My name is Anita Hamers - Dijkstra, I'm 47 years old, born in Hoogwoud and I live in Spanbroek in the Netherlands.
I am a member of the Dutch Association stroke support organization.
After my education of four years ‘Painting and Exhibitor’ at the Nimeto in Utrecht  I worked two years as Exhibitor. In 1988, twenty-six years ago at the age of 21 years, I've had my stroke.
Since this time I had to paint left, which was pretty difficult in the beginning. Fortunately, my inspiration was not lost. Now I paint again since 1992 it has helped me in my recovery, and it will continue to help me in the future. Life has regained value by being able to paint.
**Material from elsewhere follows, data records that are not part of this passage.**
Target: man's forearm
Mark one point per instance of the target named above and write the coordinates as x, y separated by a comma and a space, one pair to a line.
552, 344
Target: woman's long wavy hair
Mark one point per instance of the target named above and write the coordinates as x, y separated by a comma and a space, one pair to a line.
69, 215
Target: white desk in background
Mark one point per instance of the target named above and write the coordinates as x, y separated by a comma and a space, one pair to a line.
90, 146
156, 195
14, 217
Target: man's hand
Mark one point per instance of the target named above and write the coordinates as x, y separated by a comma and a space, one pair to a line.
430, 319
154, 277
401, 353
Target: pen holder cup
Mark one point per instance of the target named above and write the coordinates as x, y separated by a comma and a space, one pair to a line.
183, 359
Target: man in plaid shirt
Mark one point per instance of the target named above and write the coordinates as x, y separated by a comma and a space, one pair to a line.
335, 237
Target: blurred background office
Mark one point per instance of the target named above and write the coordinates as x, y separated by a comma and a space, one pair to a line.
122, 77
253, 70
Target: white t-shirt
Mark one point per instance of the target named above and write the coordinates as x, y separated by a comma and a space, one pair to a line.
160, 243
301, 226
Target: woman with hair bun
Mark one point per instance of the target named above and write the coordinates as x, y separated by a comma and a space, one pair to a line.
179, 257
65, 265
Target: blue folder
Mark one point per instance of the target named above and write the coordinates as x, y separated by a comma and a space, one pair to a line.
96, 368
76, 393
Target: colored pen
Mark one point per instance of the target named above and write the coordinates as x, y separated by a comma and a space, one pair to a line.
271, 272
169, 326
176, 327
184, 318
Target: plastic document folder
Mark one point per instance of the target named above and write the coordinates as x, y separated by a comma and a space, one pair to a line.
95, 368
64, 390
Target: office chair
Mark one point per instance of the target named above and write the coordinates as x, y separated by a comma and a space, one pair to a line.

In 1995 I married, our son was born in May 1997. The birth of my son has influenced my paintings at that time. I painted subjects that had to do with "children."
My motivation I get again and again the challenge to combine my fantasy thoughts with my feelings this 'combination' than is reflected in my paintings.

My technique is partly determined by the subject to paint on a fantasy - "unnatural" way to approach. The subjects of my paintings are created by combining today experiences with my colorful imagination.